Olivier Sauter received the John Dawson Award

© 2014 EPFL

© 2014 EPFL

The 'John Dawson award for excellence in plasma physics research' was awarded to five physicists including Dr. MER Olivier Sauter for particular outstanding achievement in plasma physics research. The winners have especially predicted and developed a technique by which current is driven in the plasma by injection of microwaves to stabilize plasma instabilities.

At the last conference of the Plasma Division of the American Physical Society (APS), Dr. MER Olivier Sauter and four of his colleagues, Profs. J. D. Callen and C. Hegna, University of Wisconsin, Dr.
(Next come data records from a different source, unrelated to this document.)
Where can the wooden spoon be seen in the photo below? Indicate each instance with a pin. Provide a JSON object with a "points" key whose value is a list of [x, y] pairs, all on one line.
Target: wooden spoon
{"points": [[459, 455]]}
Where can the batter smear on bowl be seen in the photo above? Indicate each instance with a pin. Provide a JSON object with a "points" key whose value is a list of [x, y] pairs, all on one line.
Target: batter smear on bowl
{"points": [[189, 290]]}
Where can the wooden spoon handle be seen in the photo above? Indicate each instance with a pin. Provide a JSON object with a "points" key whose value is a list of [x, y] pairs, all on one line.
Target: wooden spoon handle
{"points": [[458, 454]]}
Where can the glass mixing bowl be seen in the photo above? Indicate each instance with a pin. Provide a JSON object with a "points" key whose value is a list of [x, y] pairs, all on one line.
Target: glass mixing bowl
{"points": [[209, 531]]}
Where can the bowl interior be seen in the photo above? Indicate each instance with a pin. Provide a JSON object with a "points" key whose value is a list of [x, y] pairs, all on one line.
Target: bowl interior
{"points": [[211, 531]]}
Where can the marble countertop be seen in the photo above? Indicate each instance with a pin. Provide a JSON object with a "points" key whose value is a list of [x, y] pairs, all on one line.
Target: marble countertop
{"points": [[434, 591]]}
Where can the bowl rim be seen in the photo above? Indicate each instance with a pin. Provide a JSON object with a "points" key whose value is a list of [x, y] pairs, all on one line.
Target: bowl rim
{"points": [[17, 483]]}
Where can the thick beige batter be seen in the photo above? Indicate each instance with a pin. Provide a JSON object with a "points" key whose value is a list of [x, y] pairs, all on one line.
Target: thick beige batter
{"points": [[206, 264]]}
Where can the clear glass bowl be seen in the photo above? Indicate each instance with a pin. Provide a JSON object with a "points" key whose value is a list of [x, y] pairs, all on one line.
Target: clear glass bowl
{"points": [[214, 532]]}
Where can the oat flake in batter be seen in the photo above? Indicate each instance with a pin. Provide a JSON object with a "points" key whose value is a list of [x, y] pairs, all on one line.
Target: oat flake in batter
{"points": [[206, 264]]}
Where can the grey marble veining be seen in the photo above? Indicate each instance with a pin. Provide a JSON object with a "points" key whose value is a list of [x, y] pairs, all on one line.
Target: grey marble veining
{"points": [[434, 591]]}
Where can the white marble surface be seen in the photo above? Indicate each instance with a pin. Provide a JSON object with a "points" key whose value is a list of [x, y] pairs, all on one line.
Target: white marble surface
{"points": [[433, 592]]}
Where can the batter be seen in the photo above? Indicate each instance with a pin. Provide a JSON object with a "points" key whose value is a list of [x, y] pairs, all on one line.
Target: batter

R. J. La Haye, General Atomics and Prof. H. Zohm, Max Planck Institut für Plasmaphysik, received the John Dawson Award for Excellence in Plasma Physics Research.
This award recognizes both their theoretical and experimental work on the stabilization of oscillations that occur in tokamak plasmas when the pressure becomes too high. In particular, they showed that the injection of microwaves launched at specific angles locally generates an excess current in the plasma and that the surplus of current allowed to significantly reduce the amplitude of the oscillations and to stabilize these modes. These results are of the utmost importance since fusion reactors should be operated at the highest pressure possible but without these oscillations which would otherwise reduce significantly the performance.

The citation reads:
“For the theoretical prediction and experimental demonstration of neoclassical tearing mode stabilization by localized electron cyclotron current drive.”